You are suggesting we save the keras model's weights as pickle as provided by keras' model.save and then use dill for the network topology and later wrap it in YAML to make it readable? (I am not too familiar with dill and YAML)? What about the MZ metadata?

If a user wants to use the saved model, he'll probably have to run a script, or a function which will collect these different saved entities, build the network topology, put in the weights and the additional word-dict translation.

Do I understand correctly?

uduse commented 6 years ago

The keras trained model which include a.) weights b.) network topology c.) optimizer state

This part is correct. What I mean is to save weights as a file through keras.models.Model.save_weights and re-build the network topology (model structure) with the parameters, as long as the re-build process is deterministic, we can create a model that looks exact the same as the original one so it can load the weights file without any problem.

MZ's metadata like a.) word-index dicts b.) ??

It's not a part of a model. Either those got their own save method or the users have to do it themselves.

You are suggesting we save the keras model's weights as pickle as provided by keras' model.save and then use dill for the network topology and later wrap it in YAML to make it readable? (I am not too familiar with dill and YAML)?

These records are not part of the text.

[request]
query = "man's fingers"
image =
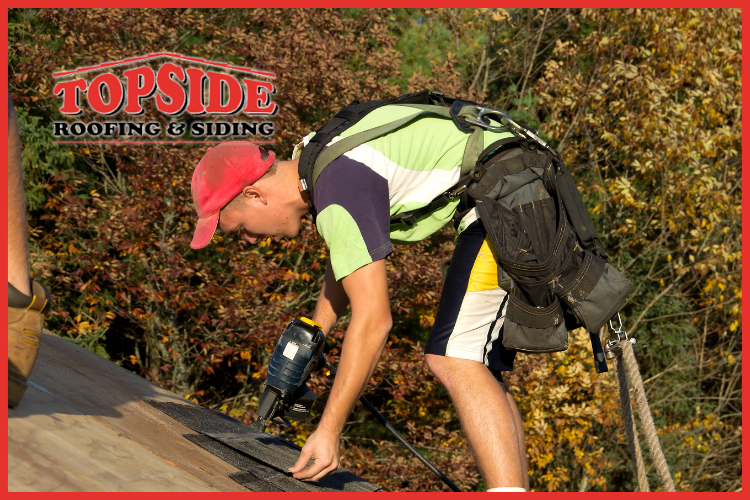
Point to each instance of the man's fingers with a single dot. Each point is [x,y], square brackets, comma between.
[331,467]
[301,463]
[312,471]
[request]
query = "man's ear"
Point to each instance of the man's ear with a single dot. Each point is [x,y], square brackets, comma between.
[254,193]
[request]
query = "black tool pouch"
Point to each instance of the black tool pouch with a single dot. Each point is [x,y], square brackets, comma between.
[534,329]
[596,294]
[554,279]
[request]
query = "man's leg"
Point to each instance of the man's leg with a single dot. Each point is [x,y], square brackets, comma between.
[465,341]
[28,301]
[489,418]
[18,251]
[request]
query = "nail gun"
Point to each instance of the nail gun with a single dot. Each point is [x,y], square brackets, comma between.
[285,393]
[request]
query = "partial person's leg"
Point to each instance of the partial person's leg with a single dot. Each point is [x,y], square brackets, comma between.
[465,350]
[18,250]
[488,417]
[28,300]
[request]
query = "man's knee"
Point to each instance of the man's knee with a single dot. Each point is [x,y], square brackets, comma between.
[446,368]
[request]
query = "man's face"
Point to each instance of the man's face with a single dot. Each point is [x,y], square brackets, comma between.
[256,223]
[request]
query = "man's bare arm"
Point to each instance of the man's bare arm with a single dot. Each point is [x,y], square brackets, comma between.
[331,303]
[367,289]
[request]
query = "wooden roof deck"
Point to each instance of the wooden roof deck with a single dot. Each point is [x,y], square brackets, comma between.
[84,424]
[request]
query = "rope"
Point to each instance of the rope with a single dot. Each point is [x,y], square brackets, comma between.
[644,412]
[630,429]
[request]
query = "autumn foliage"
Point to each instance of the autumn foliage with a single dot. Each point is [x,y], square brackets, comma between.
[644,105]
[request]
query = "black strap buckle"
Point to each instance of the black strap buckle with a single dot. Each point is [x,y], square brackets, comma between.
[407,219]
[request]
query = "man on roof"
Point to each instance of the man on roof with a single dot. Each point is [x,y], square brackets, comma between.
[241,188]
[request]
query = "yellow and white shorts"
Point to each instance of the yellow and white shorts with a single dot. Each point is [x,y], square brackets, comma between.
[471,313]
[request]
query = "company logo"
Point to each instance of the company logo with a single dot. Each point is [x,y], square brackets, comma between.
[190,89]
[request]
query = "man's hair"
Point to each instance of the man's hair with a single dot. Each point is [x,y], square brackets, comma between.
[239,200]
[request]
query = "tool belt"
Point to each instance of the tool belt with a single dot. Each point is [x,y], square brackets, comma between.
[556,284]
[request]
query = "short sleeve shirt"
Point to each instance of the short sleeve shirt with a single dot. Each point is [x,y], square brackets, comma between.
[400,172]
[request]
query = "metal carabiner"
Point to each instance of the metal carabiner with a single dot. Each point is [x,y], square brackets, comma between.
[506,122]
[612,348]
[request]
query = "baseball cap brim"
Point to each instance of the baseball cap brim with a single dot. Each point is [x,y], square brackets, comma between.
[205,230]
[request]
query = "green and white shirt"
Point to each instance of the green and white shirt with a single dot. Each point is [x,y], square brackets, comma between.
[400,172]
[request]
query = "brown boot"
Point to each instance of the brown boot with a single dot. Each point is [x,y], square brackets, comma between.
[25,321]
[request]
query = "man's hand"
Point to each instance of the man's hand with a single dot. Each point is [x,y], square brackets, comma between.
[323,448]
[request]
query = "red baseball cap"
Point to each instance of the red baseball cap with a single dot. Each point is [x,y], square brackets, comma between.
[222,174]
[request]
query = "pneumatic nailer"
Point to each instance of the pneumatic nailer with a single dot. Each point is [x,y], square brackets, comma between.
[285,393]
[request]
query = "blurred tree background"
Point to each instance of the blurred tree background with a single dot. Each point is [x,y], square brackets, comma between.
[644,105]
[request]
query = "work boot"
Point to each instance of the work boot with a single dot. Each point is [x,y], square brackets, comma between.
[25,321]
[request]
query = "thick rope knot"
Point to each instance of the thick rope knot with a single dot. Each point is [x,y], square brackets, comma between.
[626,363]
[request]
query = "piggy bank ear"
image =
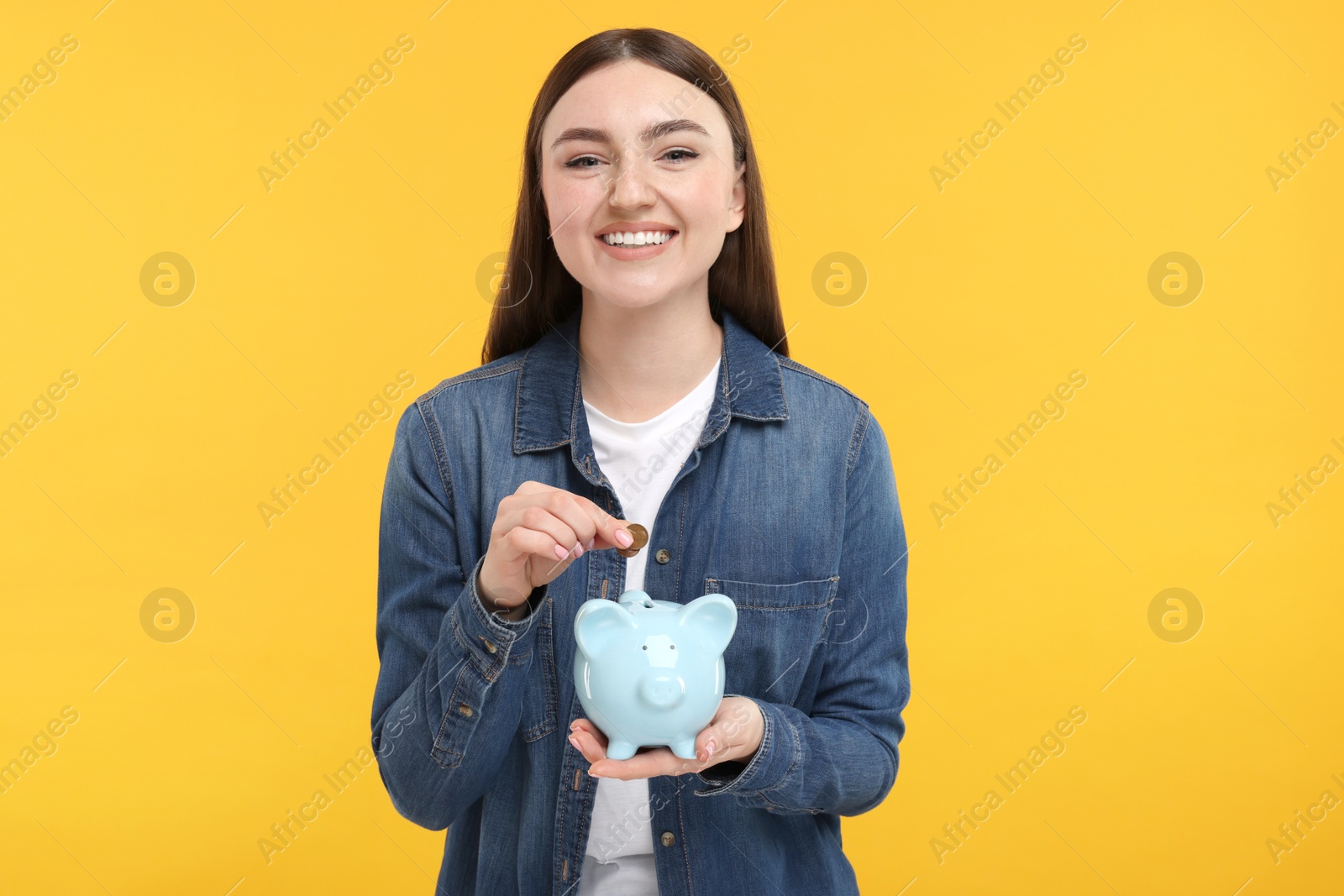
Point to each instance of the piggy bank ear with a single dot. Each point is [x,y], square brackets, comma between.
[710,620]
[602,626]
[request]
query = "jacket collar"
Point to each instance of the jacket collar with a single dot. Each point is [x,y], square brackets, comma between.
[549,409]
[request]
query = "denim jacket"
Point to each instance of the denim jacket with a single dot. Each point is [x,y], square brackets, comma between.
[786,504]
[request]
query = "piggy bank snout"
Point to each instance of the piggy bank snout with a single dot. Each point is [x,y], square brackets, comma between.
[663,691]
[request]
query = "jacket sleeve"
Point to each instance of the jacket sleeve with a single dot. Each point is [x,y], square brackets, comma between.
[843,757]
[448,701]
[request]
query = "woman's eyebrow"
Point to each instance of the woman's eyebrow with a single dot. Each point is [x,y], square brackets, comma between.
[648,134]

Currently we use dill for the network topology, it's not really the topology itself though, but we can re-build the exact same topology with the same parameter. The parameter table is like a simple dictionary. If there's only primitive data types, then it can be directly converted to a YAML file without problem, and when you edit the YAML file, the correct change will reflect in the loading process as well. The problem is that the parameter table doesn't only contains primitive data types, it can also have things like the optimizer instance, lambdas, e.t.c., but it is definitly doable, just need more hackings.

I recommend reading the code here.

bwanglzu commented 6 years ago

Update June 25, 2018

What has been done:

  1. We finished new base_model.
  2. We finished hyper parameter tuner.
  3. We created ProcessorUnit (including several child processors) for data pre-processing.
  4. We finished DataPack implementation.
  5. We finished DSSM model
bwanglzu commented 6 years ago

Update July 25, 2018

  1. We finalized all DSSM required ProcessorUnits.
  2. We defined base_preprocessor class, all model-wise processors will inherit from this class.
  3. We designed first version of base_generator, all generators will inherit from this class.
  4. We created our first point-generator.
  5. We're working on first integration test: connect all the components together, from pre-processing to model evaluation.
  6. We solved several small bugs.
  7. We're keep working on documentation (both English & Chinese version).
  8. We're experimenting to create our website with github.io.
  9. We'll release the first quick-start, and ask user to give feedback next week.
bwanglzu commented 6 years ago

Update Aug 07, 2018

  1. We finished point-generator
  2. We're working on pair-wise generator.
  3. We finished DSSM integration test and a lot of bug fix.
  4. We created Matchzoo on Pypi, now you're able to install Matchzoo using pip install matchzoo.
  5. We craeted a quick-start guide for users.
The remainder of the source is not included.